Anonymous | TrustRadius Reviewer
Score 7 out of 10
Vetted Review
Verified User

Overall Satisfaction with MapR

We were implementing a fully relational database on top of HBase. This was not a "SQL on Hadoop" project where we supported a subset of SQL. We developed a fully SQL-92 (partially SQL-99) compliant database on top of HBase. We supported all three major commercial distributions of HBase (Cloudera, Hortonworks, and MapR).
  • MapR had very fast I/O throughput. The write speed was several times faster than what we could achieve with the other Hadoop vendors (Cloudera and Hortonworks). This is because MapR does not use HDFS, which is essentially a "meta filesystem". HDFS is built on top of the filesystem provided by the OS. MapR has their filesystem called MapR-FS, which is a true filesystem and accesses the raw disk drives.
  • The MapR filesystem is very easy to integrate with other Linux filesystems. When working with HDFS from Apache Hadoop, you usually have to use either the HDFS API or various Hadoop/HDFS command line utilities to interact with HDFS. You cannot use command line utilities native to the host operation system, which is usually Linux. At least, it is not easily done without setting up NFS, gateways, etc. With MapR-FS, you can mount the filesystem within Linux and use the standard Unix commands to manipulate files.

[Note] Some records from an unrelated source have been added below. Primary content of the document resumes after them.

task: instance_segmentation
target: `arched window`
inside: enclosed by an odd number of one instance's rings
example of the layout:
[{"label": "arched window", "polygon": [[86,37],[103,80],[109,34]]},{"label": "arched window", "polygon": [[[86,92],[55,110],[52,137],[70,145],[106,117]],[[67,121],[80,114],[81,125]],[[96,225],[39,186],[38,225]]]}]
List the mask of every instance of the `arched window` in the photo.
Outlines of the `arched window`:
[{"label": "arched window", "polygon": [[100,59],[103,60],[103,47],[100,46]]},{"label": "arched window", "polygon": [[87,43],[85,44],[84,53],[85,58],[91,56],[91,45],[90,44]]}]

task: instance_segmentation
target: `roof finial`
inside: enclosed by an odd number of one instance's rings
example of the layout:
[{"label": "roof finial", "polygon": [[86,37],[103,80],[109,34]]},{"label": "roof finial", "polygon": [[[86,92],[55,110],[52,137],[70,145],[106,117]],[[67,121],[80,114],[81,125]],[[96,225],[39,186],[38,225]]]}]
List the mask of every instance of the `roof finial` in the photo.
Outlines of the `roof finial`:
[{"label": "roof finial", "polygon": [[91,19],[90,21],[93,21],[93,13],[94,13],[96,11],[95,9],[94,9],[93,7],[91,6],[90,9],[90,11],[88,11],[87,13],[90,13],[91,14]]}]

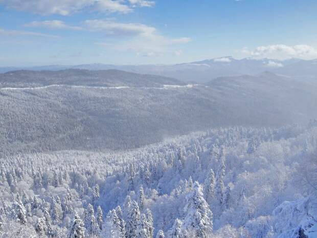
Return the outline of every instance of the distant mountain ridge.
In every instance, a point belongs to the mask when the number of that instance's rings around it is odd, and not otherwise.
[[[73,66],[53,65],[26,68],[0,67],[0,73],[13,70],[58,71],[67,69],[89,70],[118,70],[139,74],[169,77],[183,81],[206,82],[214,78],[270,71],[286,76],[317,77],[317,59],[291,58],[278,60],[245,58],[236,59],[225,56],[175,64],[114,65],[92,63]]]
[[[71,69],[58,71],[18,70],[0,74],[0,88],[38,87],[50,85],[89,86],[162,87],[164,84],[184,85],[171,78],[143,75],[117,70]]]

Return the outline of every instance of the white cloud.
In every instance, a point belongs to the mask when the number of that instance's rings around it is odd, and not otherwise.
[[[95,9],[97,11],[109,11],[110,12],[121,12],[127,13],[132,11],[131,8],[124,4],[121,0],[99,0],[95,1]]]
[[[174,51],[174,54],[175,55],[177,55],[177,56],[183,54],[183,51],[182,50],[175,50]]]
[[[279,62],[276,62],[272,60],[269,60],[267,62],[266,64],[266,66],[269,67],[273,67],[273,68],[280,68],[283,67],[284,66],[282,63],[280,63]]]
[[[120,23],[104,20],[87,20],[84,24],[93,31],[103,31],[114,35],[144,36],[151,35],[155,28],[138,23]]]
[[[114,42],[103,44],[109,49],[117,51],[132,51],[138,55],[147,56],[161,56],[169,52],[175,54],[175,46],[190,42],[189,37],[170,38],[161,35],[154,27],[143,24],[124,24],[102,20],[86,21],[86,25],[95,31],[104,31],[108,34],[129,36],[129,37],[121,37]],[[177,47],[178,48],[178,47]],[[180,51],[177,51],[180,53]]]
[[[153,7],[155,3],[154,1],[149,1],[146,0],[128,0],[129,2],[133,7]]]
[[[286,46],[285,45],[271,45],[259,46],[254,50],[244,48],[242,50],[244,54],[256,58],[268,57],[276,59],[286,59],[299,57],[311,59],[317,57],[317,50],[307,45]]]
[[[41,37],[58,38],[59,36],[54,35],[49,35],[31,31],[16,31],[14,30],[5,30],[0,28],[0,35],[3,36],[30,36]]]
[[[189,37],[181,37],[171,39],[171,42],[173,44],[188,43],[191,41],[192,39]]]
[[[230,59],[230,58],[227,58],[225,57],[222,58],[217,58],[216,59],[214,59],[214,62],[230,63],[230,62],[231,62],[231,59]]]
[[[29,27],[44,27],[50,29],[66,29],[66,30],[82,30],[80,27],[69,26],[61,20],[44,20],[42,21],[34,21],[25,25]]]
[[[18,11],[63,16],[87,9],[127,13],[132,7],[152,7],[154,4],[145,0],[0,0],[0,4]]]

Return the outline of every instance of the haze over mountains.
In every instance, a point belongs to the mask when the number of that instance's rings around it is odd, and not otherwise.
[[[21,70],[61,70],[78,69],[89,70],[117,69],[140,74],[153,74],[176,78],[184,81],[206,82],[218,77],[256,74],[264,71],[292,77],[316,77],[317,59],[292,58],[283,60],[268,58],[245,58],[236,59],[231,56],[206,59],[176,64],[112,65],[101,63],[76,66],[54,65],[29,68],[0,67],[0,73]]]
[[[1,150],[122,149],[210,127],[307,122],[316,92],[312,78],[268,72],[195,84],[116,70],[10,72],[0,74]]]

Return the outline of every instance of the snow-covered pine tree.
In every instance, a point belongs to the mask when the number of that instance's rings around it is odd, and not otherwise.
[[[102,223],[103,223],[103,218],[102,217],[102,210],[100,206],[98,206],[97,209],[97,223],[99,227],[99,230],[102,229]]]
[[[88,208],[85,212],[84,223],[87,234],[91,234],[97,233],[98,225],[95,218],[94,207],[90,204],[88,204]]]
[[[209,204],[215,195],[215,180],[214,170],[211,169],[203,183],[203,197]]]
[[[55,187],[58,187],[59,186],[59,181],[58,180],[58,175],[56,170],[54,170],[53,176],[53,186]]]
[[[145,197],[144,196],[144,190],[143,189],[143,186],[140,186],[138,203],[139,204],[139,207],[140,207],[140,210],[142,211],[144,208],[144,206],[145,204]]]
[[[160,230],[157,231],[156,238],[164,238],[165,237],[164,232],[163,230]]]
[[[133,201],[130,206],[126,221],[125,232],[126,238],[135,238],[136,237],[137,228],[140,219],[140,209],[137,202]]]
[[[124,238],[125,230],[122,229],[120,220],[115,209],[110,210],[103,225],[101,237],[102,238]]]
[[[220,157],[220,165],[216,177],[216,184],[215,186],[215,194],[218,205],[222,209],[223,205],[223,193],[224,192],[224,185],[223,184],[223,177],[224,177],[224,171],[225,166],[223,156]]]
[[[77,213],[75,213],[73,224],[68,238],[84,238],[85,228],[84,223]]]
[[[37,219],[35,226],[35,231],[40,236],[45,234],[47,230],[47,226],[44,218],[39,218]]]
[[[182,236],[182,226],[183,222],[178,218],[174,222],[174,224],[167,234],[168,238],[180,238]]]
[[[15,214],[17,221],[22,225],[27,224],[27,211],[25,207],[23,205],[21,200],[19,200],[16,202],[15,205]]]
[[[147,220],[145,214],[141,214],[137,227],[135,238],[152,238],[151,230],[153,227]]]
[[[150,237],[153,237],[154,233],[154,227],[153,226],[153,215],[152,214],[151,210],[148,208],[145,210],[145,217],[149,224],[149,235]]]
[[[125,222],[124,221],[124,219],[123,218],[123,213],[122,212],[121,207],[120,206],[118,206],[116,208],[116,212],[117,212],[117,215],[118,215],[118,218],[120,221],[120,227],[121,230],[124,230],[124,233],[125,234]]]
[[[230,193],[231,192],[231,189],[230,186],[228,185],[224,191],[224,198],[223,198],[223,207],[224,208],[228,209],[230,206]]]
[[[185,208],[186,215],[183,228],[192,231],[195,237],[206,238],[213,230],[212,212],[203,199],[201,186],[195,182],[193,190],[187,196],[187,204]]]

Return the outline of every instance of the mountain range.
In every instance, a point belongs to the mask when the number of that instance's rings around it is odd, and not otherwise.
[[[160,75],[186,82],[206,82],[223,76],[256,74],[264,71],[301,78],[317,77],[317,59],[292,58],[277,60],[231,56],[176,64],[114,65],[93,63],[81,65],[54,65],[33,67],[0,67],[0,73],[13,70],[57,71],[68,69],[89,70],[115,69],[139,74]]]
[[[125,149],[210,127],[317,118],[317,81],[265,72],[184,83],[117,70],[0,74],[0,150]]]

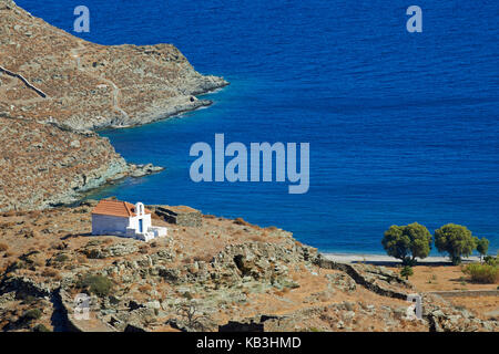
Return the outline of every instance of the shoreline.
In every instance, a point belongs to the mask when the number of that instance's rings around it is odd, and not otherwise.
[[[376,266],[397,266],[401,264],[401,260],[387,254],[374,253],[342,253],[342,252],[319,252],[325,259],[340,263],[368,263]],[[429,256],[425,259],[417,259],[416,266],[451,266],[449,258],[446,256]],[[480,261],[478,256],[471,256],[462,259],[462,263]]]

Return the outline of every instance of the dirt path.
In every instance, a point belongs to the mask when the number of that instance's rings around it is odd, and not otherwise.
[[[114,82],[112,82],[109,79],[102,77],[102,76],[98,76],[98,75],[93,75],[92,73],[86,72],[82,66],[81,66],[81,58],[80,58],[80,53],[83,52],[85,50],[85,46],[82,43],[79,43],[78,48],[73,48],[71,49],[71,55],[74,58],[75,62],[77,62],[77,69],[81,72],[84,72],[88,75],[92,75],[95,79],[105,82],[108,85],[113,87],[113,103],[112,106],[115,111],[120,112],[126,119],[129,118],[129,114],[120,107],[120,102],[119,102],[119,96],[120,96],[120,87],[116,86],[116,84]]]

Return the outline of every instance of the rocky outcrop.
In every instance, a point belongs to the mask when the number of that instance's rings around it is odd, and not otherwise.
[[[111,180],[155,171],[126,164],[94,133],[0,117],[0,211],[71,204]]]
[[[227,85],[171,44],[99,45],[3,4],[0,65],[13,75],[0,75],[0,107],[12,116],[79,131],[140,125],[210,105],[195,96]]]
[[[406,300],[411,289],[409,282],[384,267],[340,263],[325,259],[320,254],[314,260],[314,263],[324,269],[340,270],[348,274],[357,284],[381,296]],[[393,287],[394,284],[396,287]],[[407,291],[400,291],[400,288],[406,288]]]

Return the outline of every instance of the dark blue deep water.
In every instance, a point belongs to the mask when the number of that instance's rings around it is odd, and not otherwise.
[[[85,4],[91,32],[78,35],[173,43],[197,71],[232,83],[208,110],[103,132],[130,162],[167,169],[96,197],[243,217],[323,251],[383,253],[384,230],[413,221],[466,225],[499,248],[497,1],[17,2],[67,31]],[[406,31],[410,4],[422,9],[422,33]],[[309,142],[308,194],[192,183],[190,147],[215,133]]]

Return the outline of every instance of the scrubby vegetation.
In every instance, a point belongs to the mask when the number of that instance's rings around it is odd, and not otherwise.
[[[431,246],[431,233],[417,222],[391,226],[381,241],[388,256],[400,259],[404,264],[414,264],[416,258],[426,258]]]
[[[472,282],[495,284],[499,282],[499,257],[487,257],[485,263],[468,264],[462,269]]]
[[[103,275],[86,274],[80,279],[77,283],[77,288],[103,298],[110,294],[113,282]]]

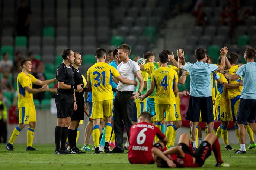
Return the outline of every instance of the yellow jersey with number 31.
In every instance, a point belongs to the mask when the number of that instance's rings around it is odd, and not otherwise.
[[[18,107],[27,107],[34,105],[33,94],[29,93],[25,90],[24,87],[29,86],[32,88],[33,84],[37,79],[32,74],[26,75],[23,72],[19,75],[17,78],[17,88],[18,90]]]
[[[236,73],[239,68],[238,65],[236,66],[231,66],[231,68],[228,70],[228,73],[233,75]],[[242,77],[240,77],[239,79],[235,81],[229,81],[230,84],[237,84],[239,83],[243,80]],[[232,99],[235,98],[237,96],[241,95],[241,92],[242,91],[243,86],[240,86],[236,88],[232,88],[228,89],[228,99]]]
[[[152,72],[151,81],[154,82],[156,89],[155,103],[176,103],[173,86],[174,82],[178,82],[176,72],[167,67],[160,67]]]
[[[86,75],[87,81],[91,82],[93,103],[114,98],[112,76],[115,78],[120,75],[114,67],[103,62],[96,63],[88,70]]]

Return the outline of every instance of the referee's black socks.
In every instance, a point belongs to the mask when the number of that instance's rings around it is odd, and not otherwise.
[[[68,135],[68,127],[63,127],[62,129],[62,133],[61,133],[61,137],[60,143],[60,148],[61,150],[64,151],[66,149],[66,140]]]
[[[61,134],[62,133],[62,129],[63,127],[61,126],[57,126],[55,127],[54,131],[54,136],[55,137],[55,151],[57,151],[60,149],[60,145],[61,138]]]

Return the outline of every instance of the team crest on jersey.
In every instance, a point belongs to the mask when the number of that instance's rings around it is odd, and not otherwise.
[[[184,163],[184,161],[179,158],[178,158],[177,160],[177,161],[179,164],[182,164]]]

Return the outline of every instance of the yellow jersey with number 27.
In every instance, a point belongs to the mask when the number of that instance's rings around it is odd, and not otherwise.
[[[156,87],[155,103],[163,104],[175,104],[173,92],[174,82],[178,82],[178,74],[167,67],[161,67],[152,72],[151,81]]]
[[[96,63],[88,70],[86,75],[87,81],[91,82],[93,103],[114,98],[112,76],[115,78],[120,75],[114,67],[103,62]]]

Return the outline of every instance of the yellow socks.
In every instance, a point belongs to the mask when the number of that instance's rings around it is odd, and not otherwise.
[[[109,142],[110,136],[111,135],[112,130],[112,125],[110,123],[107,123],[105,126],[105,142]]]
[[[156,127],[158,128],[160,130],[160,131],[161,131],[161,130],[162,130],[162,124],[161,123],[159,123],[159,122],[157,122],[156,123]],[[155,135],[155,143],[156,143],[156,142],[157,142],[159,140],[159,139],[157,137],[157,136],[156,135]]]
[[[78,140],[78,138],[79,137],[79,134],[80,133],[80,130],[79,129],[77,128],[77,130],[76,131],[76,143],[77,142]]]
[[[167,125],[167,130],[166,130],[166,137],[168,139],[168,141],[167,143],[167,146],[170,146],[172,140],[172,137],[173,136],[173,125]]]
[[[178,128],[175,125],[173,125],[173,135],[172,137],[171,146],[174,146],[174,143],[175,142],[175,138],[176,138],[176,131],[177,129],[178,129]]]
[[[94,146],[96,148],[99,147],[100,143],[100,126],[93,126],[92,130],[92,137],[94,142]]]
[[[35,129],[29,127],[27,131],[27,147],[33,146],[33,141],[34,140],[34,133]]]
[[[18,126],[17,126],[12,132],[12,136],[11,136],[11,138],[9,141],[9,143],[12,145],[13,144],[14,141],[19,134],[20,131],[21,131],[21,129]]]
[[[254,142],[254,137],[253,137],[253,132],[252,131],[252,128],[250,126],[249,126],[249,125],[248,125],[248,124],[247,124],[247,125],[246,125],[245,128],[246,129],[247,133],[248,133],[249,138],[250,138],[250,141]]]
[[[238,140],[238,142],[239,143],[239,144],[240,144],[239,136],[238,135],[238,125],[237,125],[235,126],[235,133],[236,133],[236,138],[237,138],[237,140]]]
[[[110,139],[110,142],[111,143],[114,143],[115,142],[115,133],[114,133],[114,131],[113,131],[113,133],[112,134],[112,136],[111,137],[111,138]]]
[[[221,124],[219,126],[216,131],[216,135],[218,139],[219,139],[222,136],[221,132]]]

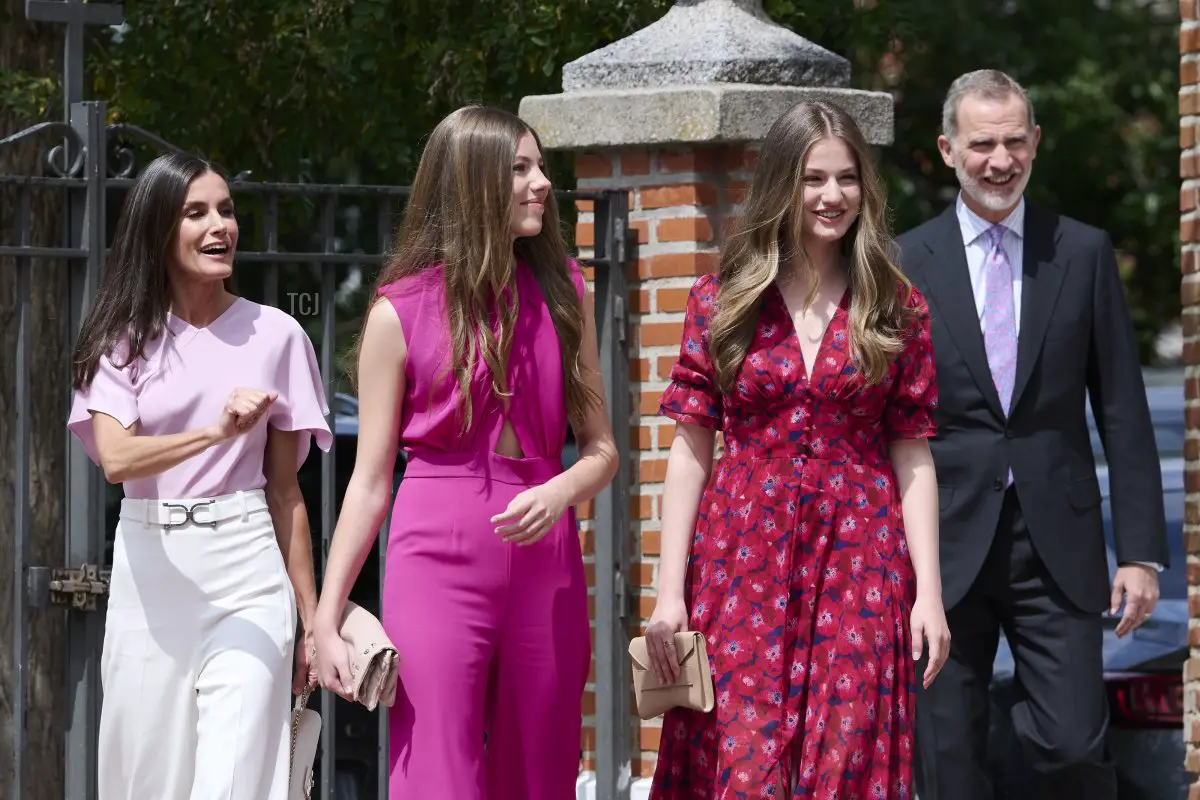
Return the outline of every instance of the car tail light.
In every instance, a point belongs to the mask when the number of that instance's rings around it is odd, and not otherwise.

  • The HBase distribution provided by MapR is very similar to the Apache HBase distribution. Cloudera and Hortonworks add GUIs and other various tools on top of their HBase distributions. The MapR HBase distribution is very similar to the Apache distribution, which is nice if you are more accustomed to using Apache HBase.
  • The MapR web UI console is pretty basic. When you compare it to Cloudera Manager and Apache Ambari (ships with Hortonworks), it is definitely in third place. MapR has definitely invested heavily in file system performance with their MapR-FS, but they should invest a bit more in making it easier to administer and manage a MapR cluster.
  • MapR should tune their MapR-FS to work better with HBase. Once again, MapR-FS has invested heavily in their own proprietary technology such as the MapR-DB in this case. MapR-DB is a "wire compatible" version of HBase, but it is a bit of a different beast from HBase. What this means is that we ran into performance issues when running vanilla HBase on MapR-FS. Basically, the write throughput was so amazingly fast for the MapR-FS that it caused compaction storms with HBase. Slowing down the HBase flushes actually improved overall system throughput for HBase on MapR-FS.
  • We were selling our Hadoop RDBMS as a traditional software product and there were several prospects who were interested because we supported MapR since MapR has a strong reputation for performance. I cannot comment on whether those deals were closed or not.
We supported all three Hadoop vendors with our Hadoop RDBMS product. Here's how I see the commercial Hadoop distribution world. If you need raw performance and don't mind proprietary technology, go with MapR. If you care about the most pure open source, go with Hortonworks. If you like web UI's and ease of use, go with Cloudera.
If you need Hadoop and just need raw speed for I/O and have a Hadoop savvy group of engineers who don't need/like web UIs, then MapR is a great fit for you. If you are new to Hadoop or have DevOps folks that are not Hadoop gurus, choosing MapR as your Hadoop vendor will have a steeper learning curve as you will need to do more training and build more admin consoles for them.